Zonering – aansluiting

Het perceel is gelegen in centraal gebied. Er is een gemengd rioleringsstelsel aanwezig op openbaar domein. Op de dienstriolering, die gelegen is in Olen, is er al een wachtaansluiting voorzien voor dit perceel. Volgens telefonisch verkregen info van de aanvrager is de woning nog niet aangesloten en wordt het afvalwater nog geloosd op een sterfput. Dit kan niet meer worden toegestaan. Men moet dus aansluiten op de wachtaansluiting. Aquafin zal i.o. van de dienst Openbaar domein van stad Geel huisaansluitputjes RWA en DWA komen plaatsen op de wachtaansluiting.

Riolering algemeen

Op het funderingsplan is er een gescheiden stelsel van afvalwater en hemelwater voorzien, wat ook een verplichting is.

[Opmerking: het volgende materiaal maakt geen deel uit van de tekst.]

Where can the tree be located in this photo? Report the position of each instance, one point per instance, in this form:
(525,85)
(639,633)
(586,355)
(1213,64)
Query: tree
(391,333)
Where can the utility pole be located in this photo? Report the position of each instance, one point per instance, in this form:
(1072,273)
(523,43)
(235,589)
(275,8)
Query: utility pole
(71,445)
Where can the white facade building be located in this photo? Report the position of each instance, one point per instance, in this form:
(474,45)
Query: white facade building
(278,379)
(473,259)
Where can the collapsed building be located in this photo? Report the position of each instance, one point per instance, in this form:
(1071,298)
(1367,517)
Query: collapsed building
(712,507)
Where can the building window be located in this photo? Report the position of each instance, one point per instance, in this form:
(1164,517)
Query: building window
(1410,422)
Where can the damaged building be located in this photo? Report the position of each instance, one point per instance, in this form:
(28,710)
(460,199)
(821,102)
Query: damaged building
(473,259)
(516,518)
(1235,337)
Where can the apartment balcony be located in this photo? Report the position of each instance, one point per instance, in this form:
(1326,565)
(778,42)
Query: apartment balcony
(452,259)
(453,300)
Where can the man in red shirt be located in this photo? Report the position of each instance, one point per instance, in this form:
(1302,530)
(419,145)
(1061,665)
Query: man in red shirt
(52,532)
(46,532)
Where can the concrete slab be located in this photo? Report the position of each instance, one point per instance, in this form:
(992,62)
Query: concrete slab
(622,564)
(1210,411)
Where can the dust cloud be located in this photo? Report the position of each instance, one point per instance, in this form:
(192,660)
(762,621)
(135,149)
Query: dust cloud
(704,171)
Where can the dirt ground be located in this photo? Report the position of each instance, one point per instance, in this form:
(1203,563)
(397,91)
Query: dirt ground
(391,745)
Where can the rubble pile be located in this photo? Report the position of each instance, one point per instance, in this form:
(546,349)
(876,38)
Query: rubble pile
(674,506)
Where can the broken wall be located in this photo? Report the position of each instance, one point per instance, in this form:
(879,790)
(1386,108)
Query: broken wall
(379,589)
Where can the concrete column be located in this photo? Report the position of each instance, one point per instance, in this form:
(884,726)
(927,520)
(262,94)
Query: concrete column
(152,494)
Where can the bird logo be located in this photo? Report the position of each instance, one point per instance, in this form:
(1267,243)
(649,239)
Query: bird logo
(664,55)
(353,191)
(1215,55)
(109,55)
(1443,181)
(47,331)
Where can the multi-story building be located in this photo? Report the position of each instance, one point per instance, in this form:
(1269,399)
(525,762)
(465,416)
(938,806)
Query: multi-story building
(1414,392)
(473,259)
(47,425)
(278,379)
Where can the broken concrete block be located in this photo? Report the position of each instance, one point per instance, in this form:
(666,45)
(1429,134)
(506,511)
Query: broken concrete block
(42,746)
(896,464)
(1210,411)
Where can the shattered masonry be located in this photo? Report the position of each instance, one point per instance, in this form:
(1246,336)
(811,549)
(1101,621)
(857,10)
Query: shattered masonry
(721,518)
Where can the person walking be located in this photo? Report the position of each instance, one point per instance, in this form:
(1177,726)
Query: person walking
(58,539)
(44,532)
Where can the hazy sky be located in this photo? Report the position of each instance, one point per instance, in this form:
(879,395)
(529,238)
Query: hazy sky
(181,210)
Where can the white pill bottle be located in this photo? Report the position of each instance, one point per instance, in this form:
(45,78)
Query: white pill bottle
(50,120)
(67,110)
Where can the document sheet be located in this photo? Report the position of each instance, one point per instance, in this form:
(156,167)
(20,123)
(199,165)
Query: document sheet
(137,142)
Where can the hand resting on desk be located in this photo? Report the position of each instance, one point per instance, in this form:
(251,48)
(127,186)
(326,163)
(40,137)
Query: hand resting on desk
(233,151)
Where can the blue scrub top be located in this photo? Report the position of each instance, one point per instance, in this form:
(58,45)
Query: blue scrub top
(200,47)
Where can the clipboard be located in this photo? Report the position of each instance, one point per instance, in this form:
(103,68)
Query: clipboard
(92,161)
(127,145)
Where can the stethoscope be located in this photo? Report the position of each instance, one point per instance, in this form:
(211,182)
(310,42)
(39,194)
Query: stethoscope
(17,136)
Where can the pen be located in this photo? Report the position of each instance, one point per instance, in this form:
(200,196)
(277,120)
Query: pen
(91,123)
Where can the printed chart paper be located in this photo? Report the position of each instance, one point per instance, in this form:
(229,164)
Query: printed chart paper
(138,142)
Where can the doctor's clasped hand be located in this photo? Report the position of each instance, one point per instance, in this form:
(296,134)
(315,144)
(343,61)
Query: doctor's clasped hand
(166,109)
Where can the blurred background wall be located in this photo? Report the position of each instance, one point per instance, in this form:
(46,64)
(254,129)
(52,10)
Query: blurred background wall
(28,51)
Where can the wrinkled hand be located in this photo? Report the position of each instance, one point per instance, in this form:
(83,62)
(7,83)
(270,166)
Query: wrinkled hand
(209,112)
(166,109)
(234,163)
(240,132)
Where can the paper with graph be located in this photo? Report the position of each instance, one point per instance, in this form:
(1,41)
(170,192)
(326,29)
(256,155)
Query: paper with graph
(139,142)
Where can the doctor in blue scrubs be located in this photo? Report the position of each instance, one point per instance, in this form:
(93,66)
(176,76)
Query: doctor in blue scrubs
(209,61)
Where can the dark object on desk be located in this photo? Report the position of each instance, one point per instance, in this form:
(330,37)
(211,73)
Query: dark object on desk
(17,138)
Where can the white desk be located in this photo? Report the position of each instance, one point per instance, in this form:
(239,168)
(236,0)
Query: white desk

Op het plan staan geen diameters opgegeven van de afvoerbuizen van het hemelwater. Er wordt verwacht dat men de correcte diameters gebruikt (max. 160 mm).

Afvalwater

De afvoer van het toilet sluit in de woning mee aan op de afvoer van het grijs water. We adviseren om het fecaal water gescheiden te houden van het grijs water tot buiten de woning. Hierbij plaatst men best een sifonput met reukslot om geurhinder van het fecaal water in het grijs water te vermijden. Dit is een advies, geen verplichting.

Hemelwater

De  Gewestelijke stedenbouwkundige verordening inzake hemelwater 2023 is van toepassing. In principe is men niet verplicht om een hemelwaterput te plaatsen als er al een bestaande put aanwezig is. Bij de bestaande put op het funderingsplan van de bestaande toestand staat geen volume vermeld. Volgens de aanvrager gaat het om een oude put die niet meer geschikt is. Als een bestaande put wordt kort gesloten, is het wel verplicht een nieuwe put in de plaats te zetten. Men is ook verplicht een infiltratievoorziening te plaatsen.

Hemelwaterput

Men plaatst een nieuwe hemelwaterput met een volume van 10.000L wat qua volume voldoet aan de nieuwe hemelwaterverordening. Op de put worden alle dakafvoeren aangesloten. Men zal het hemelwater herbruiken voor toiletspoeling en het onderhoud van de tuin (buitenkraan). Men zou volgens de verordening ook een aanvoerleiding moeten leggen naar de wasmachine als hiervoor geen leidingen onder of door het gebouw moeten worden aangelegd. De overloop van de hemelwaterput sluit aan op een wadi.

Infiltratievoorziening

Men voorziet een bovengrondse infiltratievoorziening, type wadi, met een infiltratievolume van 10.000 L, een infiltratieoppervlakte van 18,07 m² en een diepte van 30 cm. De infiltratievoorziening werd ruim gedimensioneerd. Bij de berekening heeft men ook de verhardingen mee gerekend hoewel die niet mee aansluiten op de infiltratievoorziening volgens telefonisch verkregen info van de architect en aanvrager.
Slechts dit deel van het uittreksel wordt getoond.